I wasn't trying to insult you. I was just trying to explain why I liked it. I can understand if you weren't satisfied, but just out of curiosity can you name any long term shows that actually had satisfying endings. I know this might sound weird, but by not giving us an ending I don't find myself wanting more.
Yeah sorry, I've read a lot of forum posts that are, um, less than polite. Series with good endings:
Sex and the City
Friends
Hill Street Blues
The Fugitive
St Elsewhere
Babylon 5 - though they left a few things unresolved and that was annoying
M*A*S*H
Star Trek TNG - the last episode was one of the best and was very open ended.
"you probably never see it coming."
For me, this abrupt snap to black wasn't supposed to symbolize the death of Tony, or his family, or any such thing...
It was us, the audience, getting wacked. We never saw it coming, it caught us totally off guard, and now we are gone, and we never saw it coming...
-sean
Sex and the City - Great
Friends -Great
Hill Street Blues - Don't remember
The Fugitive - Any could have written a good ending for this one.
St Elsewhere - It seems to show up on most peoples worst list. It all never happened. Would you have liked for Tony to wake up from a dream and really be the salesman from the dream episode.
Babylon 5 - though they left a few things unresolved and that was annoying. - This was good, but they had a plan to begin with.
M*A*S*H - Did not like it at all
Star Trek TNG - the last episode was one of the best and was very open ended. - Very good.
Most of the time they suck, thought the ending was great, but the episode could have been much better.
I've heard the theory we were wacked and it fits well, but I still don't find it satisfying.
Farscape was another one with a non-ending, but I really liked it because it was very appropriate for that series where they were constantly going from the frying pan to the fire.
Here's some interesting stuff from David Chase
I liked the ending... I think it meant a range of possibilities, as you described.

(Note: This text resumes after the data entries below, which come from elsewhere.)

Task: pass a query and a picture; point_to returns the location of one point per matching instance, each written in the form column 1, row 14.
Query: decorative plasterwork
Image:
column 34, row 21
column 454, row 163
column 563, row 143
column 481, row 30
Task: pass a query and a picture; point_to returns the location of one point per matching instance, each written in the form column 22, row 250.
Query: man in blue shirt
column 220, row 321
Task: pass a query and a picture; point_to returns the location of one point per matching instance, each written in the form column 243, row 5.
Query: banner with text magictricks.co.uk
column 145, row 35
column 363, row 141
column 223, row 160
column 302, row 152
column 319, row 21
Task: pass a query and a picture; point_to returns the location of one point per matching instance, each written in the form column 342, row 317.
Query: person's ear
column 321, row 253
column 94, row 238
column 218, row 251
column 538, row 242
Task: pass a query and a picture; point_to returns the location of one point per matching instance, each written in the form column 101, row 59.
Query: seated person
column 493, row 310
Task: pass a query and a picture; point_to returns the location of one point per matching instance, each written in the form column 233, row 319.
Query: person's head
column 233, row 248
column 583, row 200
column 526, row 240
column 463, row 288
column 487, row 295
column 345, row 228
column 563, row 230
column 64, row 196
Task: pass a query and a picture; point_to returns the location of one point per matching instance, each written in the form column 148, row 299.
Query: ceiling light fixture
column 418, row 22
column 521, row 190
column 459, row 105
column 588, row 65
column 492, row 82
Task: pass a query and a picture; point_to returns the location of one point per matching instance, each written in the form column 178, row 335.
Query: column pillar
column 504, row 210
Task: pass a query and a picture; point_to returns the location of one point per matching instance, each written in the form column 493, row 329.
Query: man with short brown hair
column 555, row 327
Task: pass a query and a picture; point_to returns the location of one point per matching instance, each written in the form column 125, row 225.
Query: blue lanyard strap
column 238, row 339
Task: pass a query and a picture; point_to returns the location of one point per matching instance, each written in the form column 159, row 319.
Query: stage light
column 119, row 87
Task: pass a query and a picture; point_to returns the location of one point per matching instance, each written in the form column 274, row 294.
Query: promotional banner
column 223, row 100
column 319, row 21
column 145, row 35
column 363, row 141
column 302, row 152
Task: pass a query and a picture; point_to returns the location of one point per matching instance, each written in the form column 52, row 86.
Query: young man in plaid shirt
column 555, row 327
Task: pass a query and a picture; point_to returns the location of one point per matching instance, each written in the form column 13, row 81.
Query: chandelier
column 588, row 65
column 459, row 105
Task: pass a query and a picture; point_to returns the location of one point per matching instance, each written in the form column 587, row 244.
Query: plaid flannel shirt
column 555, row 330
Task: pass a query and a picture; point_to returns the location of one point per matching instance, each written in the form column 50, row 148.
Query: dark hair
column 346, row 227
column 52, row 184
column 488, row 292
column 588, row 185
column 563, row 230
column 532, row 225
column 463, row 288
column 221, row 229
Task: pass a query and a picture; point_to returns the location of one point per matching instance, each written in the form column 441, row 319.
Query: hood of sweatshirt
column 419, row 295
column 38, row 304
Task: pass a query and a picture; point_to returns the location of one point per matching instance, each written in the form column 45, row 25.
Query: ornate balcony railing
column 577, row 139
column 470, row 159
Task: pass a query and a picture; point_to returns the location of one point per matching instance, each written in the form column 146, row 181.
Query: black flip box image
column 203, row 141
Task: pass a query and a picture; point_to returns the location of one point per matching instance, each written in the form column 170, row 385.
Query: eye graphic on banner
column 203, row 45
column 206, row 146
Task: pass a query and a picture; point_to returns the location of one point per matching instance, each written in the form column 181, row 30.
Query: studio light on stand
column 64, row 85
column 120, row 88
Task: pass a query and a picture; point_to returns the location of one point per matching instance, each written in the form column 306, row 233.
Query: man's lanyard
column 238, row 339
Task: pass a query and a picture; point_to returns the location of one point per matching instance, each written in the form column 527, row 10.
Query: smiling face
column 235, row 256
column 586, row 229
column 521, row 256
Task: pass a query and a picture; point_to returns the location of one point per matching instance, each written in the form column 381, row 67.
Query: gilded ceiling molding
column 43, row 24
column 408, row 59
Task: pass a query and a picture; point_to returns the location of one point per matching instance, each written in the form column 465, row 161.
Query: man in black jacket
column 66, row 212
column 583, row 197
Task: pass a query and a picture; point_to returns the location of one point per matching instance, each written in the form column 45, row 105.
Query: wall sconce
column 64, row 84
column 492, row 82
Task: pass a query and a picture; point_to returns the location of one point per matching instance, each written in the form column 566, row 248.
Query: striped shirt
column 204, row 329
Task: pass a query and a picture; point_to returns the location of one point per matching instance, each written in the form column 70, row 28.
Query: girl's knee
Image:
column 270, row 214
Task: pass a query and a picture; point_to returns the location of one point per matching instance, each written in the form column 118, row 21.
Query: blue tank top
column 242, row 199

Anything can happen for Tony next, including a nice family dinner. I think I would have liked the ending less if there was some resolution or moral lesson. I hope then do not do a movie or any kind of sequel and just leave it as is.
2c.
Chase says he has no plans to do a movie. He doesn't exclude the possibility of an idea coming to him he would do but this definitely wasn't a cliffhanger.
Jon Stewart just spoofed the Sopranos ending with the Immigration Bill in the Senate. I suspect he won't be the last to do so.
So Howard do you still think the ending "sucks" or are you like most people who had that initial reaction, but have now grow to love it?
My opinion hasn't changed. I appreciate the filmmaking aspects but don't like the storytelling. I didn't need everything wrapped up with a bow but I'd like a little more closure or at least having the possibilities narrowed a bit.
I personally believe nothing happened and it's just another day in the life of the family. The indictment is just par for the course and they'll probably wack Carlo, now they even have a mole inside the FBI. But if it's just another day in the life, I think it should have ended that way, reinforce the story. I think the ending as it was, was a gimmick.
I agree with you that it is just another day in the life, but for the first time we really got to feel the tension that Tony has to live with everyday were every one in every room has to be viewed as a potential threat.